И поднялся, сказав еще раз:
— Все кончено!
Алексис, его мать и Жан Галеас преклонили колени рядом с герцогом Пармским, который только что приехал. У открытых дверей плакали слуги.
Виоланта, или Светская суетность
Не водите знакомства с юношами и светскими людьми… Не стремитесь предстать перед сильными мира сего.
Подражание Иисусу Христу. Кн. I гл. 8Глава первая. Созерцательное детство Виоланты
Виконтесса Стири была великодушна, нежна, преисполнена чарующей прелести. Виконт, ее муж, обладал очень живым умом и удивительно правильными чертами лица. Но первый встречный гренадер был более чувствителен и менее вульгарен, чем он.
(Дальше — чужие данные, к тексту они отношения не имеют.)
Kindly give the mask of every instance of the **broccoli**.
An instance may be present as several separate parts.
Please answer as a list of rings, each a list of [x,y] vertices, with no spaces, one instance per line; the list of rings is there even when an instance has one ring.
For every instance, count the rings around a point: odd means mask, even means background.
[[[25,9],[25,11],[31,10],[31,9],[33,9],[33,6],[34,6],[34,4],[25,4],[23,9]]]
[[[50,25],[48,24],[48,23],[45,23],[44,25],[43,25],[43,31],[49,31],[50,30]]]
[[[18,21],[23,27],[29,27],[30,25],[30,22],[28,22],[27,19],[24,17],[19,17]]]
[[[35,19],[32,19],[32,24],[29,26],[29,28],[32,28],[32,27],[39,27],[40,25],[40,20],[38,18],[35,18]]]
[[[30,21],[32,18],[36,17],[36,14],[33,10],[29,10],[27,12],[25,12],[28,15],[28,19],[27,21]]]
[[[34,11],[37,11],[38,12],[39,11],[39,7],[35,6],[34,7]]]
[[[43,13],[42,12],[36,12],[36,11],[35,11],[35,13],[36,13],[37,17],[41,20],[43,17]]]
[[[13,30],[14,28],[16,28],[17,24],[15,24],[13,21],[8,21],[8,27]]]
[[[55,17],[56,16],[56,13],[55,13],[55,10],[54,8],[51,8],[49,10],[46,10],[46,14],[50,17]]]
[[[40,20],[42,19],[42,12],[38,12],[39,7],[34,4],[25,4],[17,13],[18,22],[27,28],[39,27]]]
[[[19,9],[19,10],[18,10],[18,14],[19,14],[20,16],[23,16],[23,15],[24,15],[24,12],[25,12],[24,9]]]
Вдали от света, в глухом имении Стири, они воспитали свою дочь Виоланту; красивая и живая, как отец, такая же добрая и обладающая тайной очарования, как и мать, — она, как Бог, сочетала в себе с необычайной гармонией достоинства своих родителей. Но влечения ее ума и сердца были непостоянны; она не обладала той силой воли, которая, не ограничивая влечений, тем не менее помешала бы им сделать ее своей очаровательной и хрупкой игрушкой. Это отсутствие силы воли внушало матери Виоланты опасения, которые могли бы со временем возрасти, если бы виконтесса вместе со своим мужем не погибла от несчастного случая на охоте, оставив пятнадцатилетнюю Виоланту сиротой. Проводя свои дни почти в полном одиночестве, под бдительным, но неразумным надзором старого Огюстена, своего учителя и управляющего замком Стири, Виоланта за неимением друзей создала в мечтах очаровательных товарищей, которым обещала верность на всю жизнь. Она заставляла их прогуливаться по аллеям парка, по полям, опираться на перила террасы, выходившей на море. Возвысившись благодаря их влиянию, Виоланта воспринимала все видимое и смутно предчувствовала невидимое. Ее радость была бесконечной, сменяясь грустью, еще более сладостной, чем радость.